We jump ahead five years, and the back half of the book is from the eleven-year-old Ludo's perspective. He's managed to figure out his father's identity, but he too rejects him as a suitable father figure. Instead, in a quest modeled after the recruitment scenes from The Seven Samurai, he pursues a variety of potentially-interesting men--alleged adventurers, intellectuals, and humanitarians of various stripes--to see if he can find someone to fulfill this role. Over the course of this, he learns that, in spite of popular perception, such men are not necessarily particularly smart, much less good. And even if they are...well, let's leave it at that.

On one level, this book is about this very thing: interrogating morality and intellect and the crossover between the two. On another level, it's about education: is Ludo actually that smart because he's some sorta genius, or is it just 'cause he's been raised that way? Could anyone (or at least, a lot more people than actually do) be like him, in a world that embraced a kind of potentiality we don't usually even consider?

It's an interesting question--and one that DeWitt articulates in her surprisingly self-aggrandizing afterward:

It's not hard to imagine a world where the effect of the book on what has been a coterie of readers is multiplied to the point where general assumptions about what is possible are changed. We have only to imagine a world where Oprah Winfrey picks up The Last Samurai. Or a world where a bookseller pressesThe Last Samurai upon President Obama.

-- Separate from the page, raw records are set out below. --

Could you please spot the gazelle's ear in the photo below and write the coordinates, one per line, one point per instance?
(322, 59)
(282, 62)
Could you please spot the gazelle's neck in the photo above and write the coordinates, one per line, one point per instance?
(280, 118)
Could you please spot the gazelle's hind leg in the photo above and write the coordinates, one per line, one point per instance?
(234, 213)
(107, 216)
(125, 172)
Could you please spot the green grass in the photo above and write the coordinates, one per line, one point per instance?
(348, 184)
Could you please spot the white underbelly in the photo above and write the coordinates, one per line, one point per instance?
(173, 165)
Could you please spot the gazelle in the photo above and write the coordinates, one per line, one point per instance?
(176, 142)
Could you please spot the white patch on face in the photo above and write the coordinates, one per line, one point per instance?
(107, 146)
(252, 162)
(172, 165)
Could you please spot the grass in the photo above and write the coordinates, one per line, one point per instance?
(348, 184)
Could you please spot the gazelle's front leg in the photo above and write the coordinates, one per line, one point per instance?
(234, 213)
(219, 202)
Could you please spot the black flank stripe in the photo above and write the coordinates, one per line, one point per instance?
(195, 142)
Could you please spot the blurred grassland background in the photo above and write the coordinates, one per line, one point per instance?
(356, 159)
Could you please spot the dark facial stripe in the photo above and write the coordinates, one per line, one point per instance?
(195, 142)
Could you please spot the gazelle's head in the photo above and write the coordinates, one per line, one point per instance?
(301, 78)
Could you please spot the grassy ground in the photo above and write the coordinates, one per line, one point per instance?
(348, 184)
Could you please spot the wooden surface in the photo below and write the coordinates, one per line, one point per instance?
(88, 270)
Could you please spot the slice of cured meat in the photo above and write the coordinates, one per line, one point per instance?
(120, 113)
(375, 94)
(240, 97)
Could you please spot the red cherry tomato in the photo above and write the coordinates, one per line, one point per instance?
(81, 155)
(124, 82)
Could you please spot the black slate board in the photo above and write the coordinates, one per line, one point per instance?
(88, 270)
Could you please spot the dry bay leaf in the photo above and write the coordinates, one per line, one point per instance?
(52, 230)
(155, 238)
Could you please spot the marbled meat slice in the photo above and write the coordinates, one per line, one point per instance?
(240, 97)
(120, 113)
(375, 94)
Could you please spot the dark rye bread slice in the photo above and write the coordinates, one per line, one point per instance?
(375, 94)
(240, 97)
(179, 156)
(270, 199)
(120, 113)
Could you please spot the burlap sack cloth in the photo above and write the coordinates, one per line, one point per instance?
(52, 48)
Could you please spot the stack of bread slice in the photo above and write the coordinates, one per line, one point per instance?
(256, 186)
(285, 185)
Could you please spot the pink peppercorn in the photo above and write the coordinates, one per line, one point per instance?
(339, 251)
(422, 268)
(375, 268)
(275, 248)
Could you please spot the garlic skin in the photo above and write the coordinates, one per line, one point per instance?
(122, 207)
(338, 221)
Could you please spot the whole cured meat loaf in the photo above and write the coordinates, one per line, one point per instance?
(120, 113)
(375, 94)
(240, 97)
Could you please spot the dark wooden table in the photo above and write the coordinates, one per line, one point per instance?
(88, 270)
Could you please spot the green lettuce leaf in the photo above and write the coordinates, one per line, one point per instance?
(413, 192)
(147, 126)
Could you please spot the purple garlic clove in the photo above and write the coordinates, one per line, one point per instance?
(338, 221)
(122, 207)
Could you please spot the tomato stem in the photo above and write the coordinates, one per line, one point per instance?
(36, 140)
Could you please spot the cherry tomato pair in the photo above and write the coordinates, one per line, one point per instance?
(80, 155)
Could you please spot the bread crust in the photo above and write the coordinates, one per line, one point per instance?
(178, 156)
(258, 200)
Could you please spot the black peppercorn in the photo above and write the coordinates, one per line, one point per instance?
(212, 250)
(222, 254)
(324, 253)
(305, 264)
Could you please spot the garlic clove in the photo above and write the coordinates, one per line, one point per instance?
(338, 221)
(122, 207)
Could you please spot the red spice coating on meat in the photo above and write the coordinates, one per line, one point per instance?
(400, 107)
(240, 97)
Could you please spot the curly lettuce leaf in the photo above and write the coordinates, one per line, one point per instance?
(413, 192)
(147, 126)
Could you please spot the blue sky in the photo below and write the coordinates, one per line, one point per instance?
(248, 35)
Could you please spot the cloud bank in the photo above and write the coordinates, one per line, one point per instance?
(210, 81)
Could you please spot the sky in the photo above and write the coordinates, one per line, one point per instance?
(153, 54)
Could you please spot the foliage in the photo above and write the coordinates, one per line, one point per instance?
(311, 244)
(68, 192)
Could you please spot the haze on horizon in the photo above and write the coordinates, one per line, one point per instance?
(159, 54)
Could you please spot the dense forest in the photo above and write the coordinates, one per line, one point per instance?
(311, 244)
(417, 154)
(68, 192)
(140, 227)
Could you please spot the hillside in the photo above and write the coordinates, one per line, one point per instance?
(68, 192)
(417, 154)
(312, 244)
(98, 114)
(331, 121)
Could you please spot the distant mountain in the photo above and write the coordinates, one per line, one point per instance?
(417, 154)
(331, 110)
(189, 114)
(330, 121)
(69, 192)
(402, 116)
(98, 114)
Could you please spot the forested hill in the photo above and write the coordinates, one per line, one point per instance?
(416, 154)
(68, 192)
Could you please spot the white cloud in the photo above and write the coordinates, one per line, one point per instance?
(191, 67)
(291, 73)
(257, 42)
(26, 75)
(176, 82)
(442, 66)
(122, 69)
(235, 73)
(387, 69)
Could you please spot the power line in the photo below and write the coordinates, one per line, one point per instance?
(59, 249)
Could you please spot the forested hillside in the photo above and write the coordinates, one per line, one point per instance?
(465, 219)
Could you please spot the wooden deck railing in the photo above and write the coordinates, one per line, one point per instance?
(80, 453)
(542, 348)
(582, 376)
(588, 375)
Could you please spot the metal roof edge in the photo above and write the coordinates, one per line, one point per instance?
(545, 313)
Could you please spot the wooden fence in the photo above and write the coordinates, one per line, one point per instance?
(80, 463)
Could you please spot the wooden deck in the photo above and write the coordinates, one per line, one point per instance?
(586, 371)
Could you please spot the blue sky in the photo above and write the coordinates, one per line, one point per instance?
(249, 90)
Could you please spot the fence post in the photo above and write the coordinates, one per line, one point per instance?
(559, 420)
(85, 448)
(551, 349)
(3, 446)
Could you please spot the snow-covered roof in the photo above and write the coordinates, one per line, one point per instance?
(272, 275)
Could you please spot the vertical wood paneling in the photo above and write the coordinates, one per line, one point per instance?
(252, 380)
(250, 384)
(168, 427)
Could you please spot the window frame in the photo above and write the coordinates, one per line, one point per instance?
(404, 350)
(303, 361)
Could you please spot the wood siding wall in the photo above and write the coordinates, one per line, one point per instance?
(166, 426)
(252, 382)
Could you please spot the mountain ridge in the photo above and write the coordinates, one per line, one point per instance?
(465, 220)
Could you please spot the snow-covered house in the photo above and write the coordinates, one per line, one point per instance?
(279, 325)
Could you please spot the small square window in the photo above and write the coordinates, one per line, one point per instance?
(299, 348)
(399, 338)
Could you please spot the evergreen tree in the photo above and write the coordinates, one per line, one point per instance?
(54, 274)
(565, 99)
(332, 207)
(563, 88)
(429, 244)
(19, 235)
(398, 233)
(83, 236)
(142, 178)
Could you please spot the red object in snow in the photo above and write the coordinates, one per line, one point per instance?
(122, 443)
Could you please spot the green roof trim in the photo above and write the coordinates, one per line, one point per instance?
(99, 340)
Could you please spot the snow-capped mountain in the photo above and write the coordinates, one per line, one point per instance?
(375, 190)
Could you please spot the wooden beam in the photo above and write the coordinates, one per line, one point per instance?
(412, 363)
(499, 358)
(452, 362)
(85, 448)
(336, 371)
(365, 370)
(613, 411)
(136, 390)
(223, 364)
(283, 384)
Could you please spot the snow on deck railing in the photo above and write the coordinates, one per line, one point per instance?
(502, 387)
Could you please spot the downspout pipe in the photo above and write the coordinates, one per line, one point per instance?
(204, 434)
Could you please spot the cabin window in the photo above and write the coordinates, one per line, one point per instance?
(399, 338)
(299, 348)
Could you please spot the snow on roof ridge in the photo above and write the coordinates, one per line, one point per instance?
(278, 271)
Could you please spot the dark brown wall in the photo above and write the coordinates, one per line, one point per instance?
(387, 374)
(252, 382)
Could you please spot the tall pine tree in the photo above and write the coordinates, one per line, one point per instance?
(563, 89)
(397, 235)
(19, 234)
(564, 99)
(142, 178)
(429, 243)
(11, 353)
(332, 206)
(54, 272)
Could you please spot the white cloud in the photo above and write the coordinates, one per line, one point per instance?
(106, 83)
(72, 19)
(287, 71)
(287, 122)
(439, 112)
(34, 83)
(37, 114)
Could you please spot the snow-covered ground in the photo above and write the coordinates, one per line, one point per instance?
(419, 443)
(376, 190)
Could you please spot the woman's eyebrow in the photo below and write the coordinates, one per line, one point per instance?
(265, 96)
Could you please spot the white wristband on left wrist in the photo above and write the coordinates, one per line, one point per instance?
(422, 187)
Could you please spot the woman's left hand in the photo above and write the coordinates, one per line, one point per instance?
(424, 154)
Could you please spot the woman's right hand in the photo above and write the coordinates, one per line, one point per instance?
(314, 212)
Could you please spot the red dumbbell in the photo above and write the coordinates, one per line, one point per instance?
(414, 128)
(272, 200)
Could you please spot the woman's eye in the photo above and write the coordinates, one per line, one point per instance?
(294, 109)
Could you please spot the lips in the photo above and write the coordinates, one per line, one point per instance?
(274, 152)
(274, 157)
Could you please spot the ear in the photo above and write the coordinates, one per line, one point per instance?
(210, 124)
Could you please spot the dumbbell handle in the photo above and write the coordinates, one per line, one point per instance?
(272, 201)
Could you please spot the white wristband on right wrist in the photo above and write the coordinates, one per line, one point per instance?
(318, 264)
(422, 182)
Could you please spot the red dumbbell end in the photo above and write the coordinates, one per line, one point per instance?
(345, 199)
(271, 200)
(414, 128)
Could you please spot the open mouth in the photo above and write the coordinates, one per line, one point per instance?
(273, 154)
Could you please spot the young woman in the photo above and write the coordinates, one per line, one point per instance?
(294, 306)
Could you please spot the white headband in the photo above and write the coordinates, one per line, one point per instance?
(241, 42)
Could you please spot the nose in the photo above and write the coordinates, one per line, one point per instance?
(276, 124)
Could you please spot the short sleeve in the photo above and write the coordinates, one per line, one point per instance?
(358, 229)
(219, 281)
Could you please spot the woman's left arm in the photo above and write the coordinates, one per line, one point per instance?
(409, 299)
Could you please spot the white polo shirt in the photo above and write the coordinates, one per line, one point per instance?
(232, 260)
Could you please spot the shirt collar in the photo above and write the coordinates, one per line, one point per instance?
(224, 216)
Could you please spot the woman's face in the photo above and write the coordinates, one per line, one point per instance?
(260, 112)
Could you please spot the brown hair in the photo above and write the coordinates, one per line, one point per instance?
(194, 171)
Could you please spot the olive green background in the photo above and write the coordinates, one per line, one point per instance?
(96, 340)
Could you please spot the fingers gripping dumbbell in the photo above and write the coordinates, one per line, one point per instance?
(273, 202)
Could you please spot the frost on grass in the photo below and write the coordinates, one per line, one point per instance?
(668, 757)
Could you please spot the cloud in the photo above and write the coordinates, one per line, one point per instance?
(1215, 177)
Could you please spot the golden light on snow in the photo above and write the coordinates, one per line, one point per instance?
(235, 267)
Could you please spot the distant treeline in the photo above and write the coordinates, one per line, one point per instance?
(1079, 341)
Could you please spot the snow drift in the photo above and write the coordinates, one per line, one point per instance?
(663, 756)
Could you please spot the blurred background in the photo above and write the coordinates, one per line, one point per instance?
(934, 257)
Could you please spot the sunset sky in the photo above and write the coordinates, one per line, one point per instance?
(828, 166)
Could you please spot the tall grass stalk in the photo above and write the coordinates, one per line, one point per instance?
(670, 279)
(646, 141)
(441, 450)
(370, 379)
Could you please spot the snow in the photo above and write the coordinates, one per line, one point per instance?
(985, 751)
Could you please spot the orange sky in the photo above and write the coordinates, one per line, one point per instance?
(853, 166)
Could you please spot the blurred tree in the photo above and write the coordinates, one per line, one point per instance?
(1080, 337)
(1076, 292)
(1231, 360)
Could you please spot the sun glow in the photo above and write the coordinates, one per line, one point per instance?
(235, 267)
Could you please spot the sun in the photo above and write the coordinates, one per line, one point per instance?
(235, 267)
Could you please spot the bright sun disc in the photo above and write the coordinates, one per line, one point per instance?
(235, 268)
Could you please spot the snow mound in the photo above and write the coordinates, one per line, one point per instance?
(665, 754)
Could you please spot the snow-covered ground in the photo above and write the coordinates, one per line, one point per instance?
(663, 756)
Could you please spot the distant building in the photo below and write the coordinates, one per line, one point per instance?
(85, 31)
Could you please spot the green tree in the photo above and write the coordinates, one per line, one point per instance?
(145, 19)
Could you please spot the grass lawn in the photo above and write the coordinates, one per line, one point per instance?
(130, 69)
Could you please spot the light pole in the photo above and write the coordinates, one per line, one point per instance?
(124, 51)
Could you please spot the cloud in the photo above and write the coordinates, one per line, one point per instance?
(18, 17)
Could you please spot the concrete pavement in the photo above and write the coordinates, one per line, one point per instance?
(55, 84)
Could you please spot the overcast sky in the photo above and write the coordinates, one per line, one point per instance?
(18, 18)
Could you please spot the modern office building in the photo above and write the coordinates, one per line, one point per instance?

Uh. Yes. Seriously? Is this a joke? Am I on Candid Camera? Dammit, I do think The Last Samurai is a great book, but now I sorta kinda want to dispute this out of spite. And besides, the picture that the book itself paints is considerably more complicated than the afterward would indicate--whether DeWitt's just not articulating this, or whether this is a matter of the book escaping the author, it's hard to say, but THE FACT IS: Sybilla (and Ludo, but to a lesser extent--he's actually on the whole much less insufferable than child prodigies in fiction normally are) is significantly up herself, as they say. Yes, okay, she's smart, but she's also therefore a considerable snob, and she uses her intellectualism as a distancing tool between herself and and painful or uncomfortable situations. Point being, while the novel is hardly anti-intellectual--quite the contrary--it's also not afraid to subtly poke at the idea that all of this is an unambiguous positive. To be clear, I don't think this is a flaw of the novel at all; it's just that I'm not one hundred percent certain whether DeWitt quite knows the entirety of what she's got.

Still, let's not be petty, because whatever the situation is, The Last Samurai is a hell of a thing. It's long, dense, and complex, but also quite accessible and funny and also morally and intellectually rigorous and I'm going to read everything that DeWitt writes. END OF STORY.